Qansadhere received a decent amount of rainfall during the ‘deyr’ rainy season and Hawo feels frustrated that she is still struggling to find food for her family. She earns a few shillings washing clothes and sometimes gets help from relatives but they are not always in a position themselves to help.

Hassan Abdinur Abdiyow, a member of the federal parliament of Somalia, said more than 180 farms occupied by the soldiers have not been able to benefit from the recent rainfall.

The MP said he and local elders had asked AMISOM to move their base near to the airport but AMISOM had refused, justifying that the current site was strategic.

The current administration, as well as the two previous administrations, have each tried to press AMISOM to shift their base but to no avail.

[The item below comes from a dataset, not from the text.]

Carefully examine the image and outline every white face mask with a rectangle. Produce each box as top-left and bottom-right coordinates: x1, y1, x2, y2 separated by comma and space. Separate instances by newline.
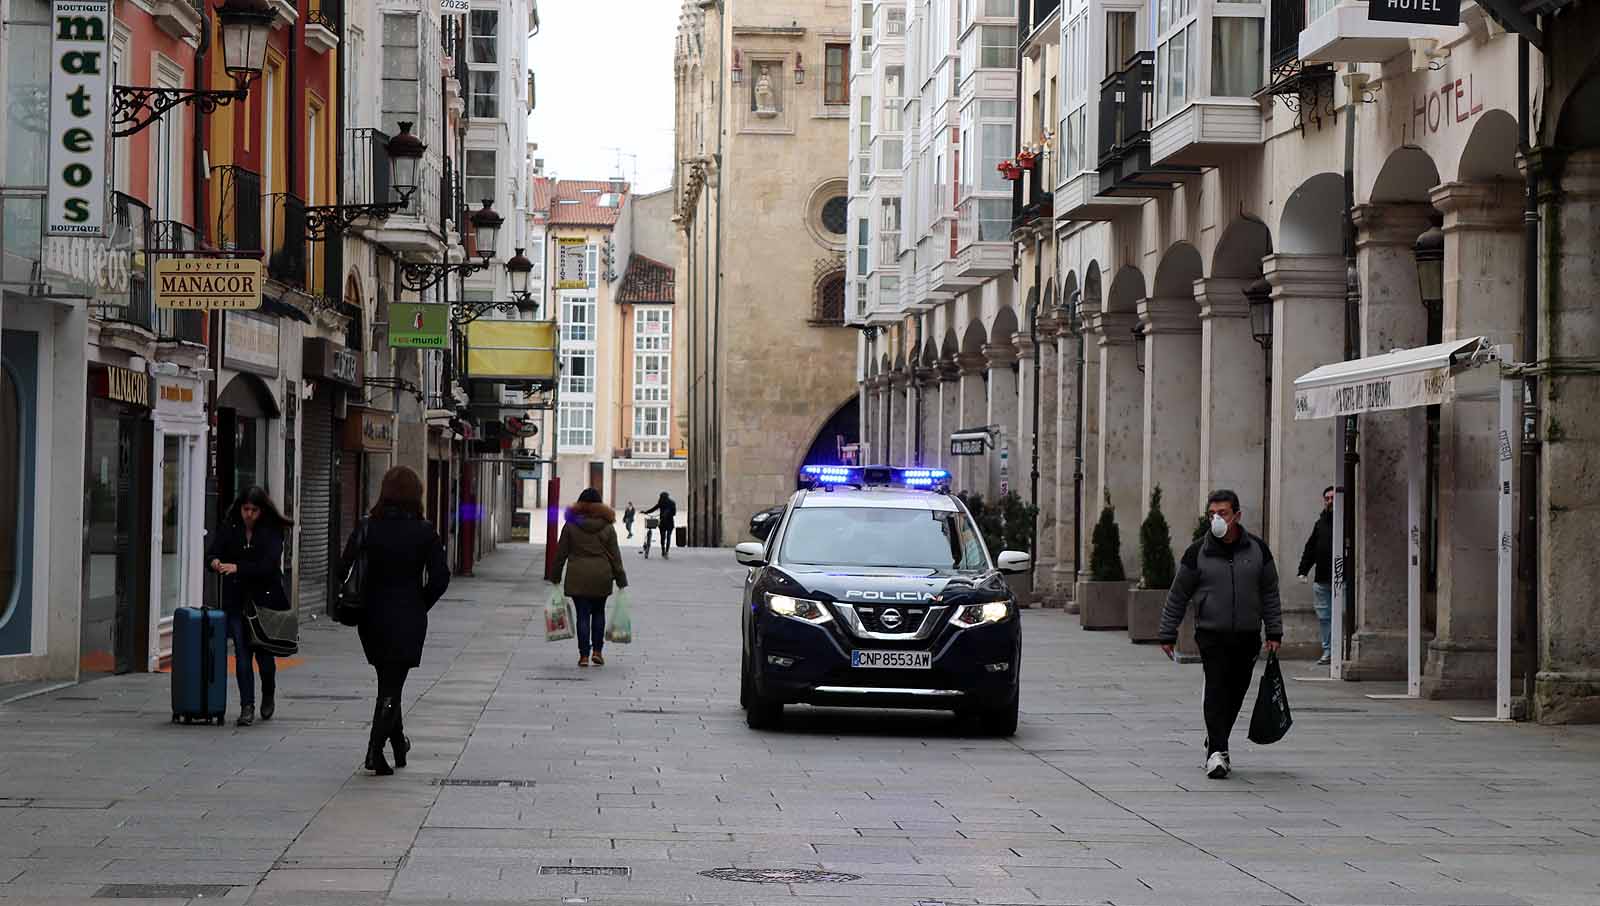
1210, 514, 1229, 539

Abdi Kuus Haji Ibrahim, a farmer, told Radio Ergo that the people could not support themselves without their farms because the area is under Al-Shabab siege and there are no alternative means of livelihood. Business and trade is extremely restricted due to insecurity. He added that eight water reservoirs had been turned into waste dumps due to the presence of the troops.

Abdi is demanding compensation for the time he was forced to live in squalid IDP camp without being able to reap the benefit from his farm.  The land lies in ruin, he complained, and farms would need a great deal of work to be restored to productivity again.

The director of the ministry of agriculture in South-West regional administration, Abdi Siraji, confirmed that they had received complaints several times about the occupation of the farmland. He said he had shared the case with the federal interior ministry and hoped for a resolution.  However, when Radio Ergo contacted the interior ministry we were told that the regional administration should address the issue.

Radio Ergo has made several attempts to get a comment from AMISOM about the matter but received no response.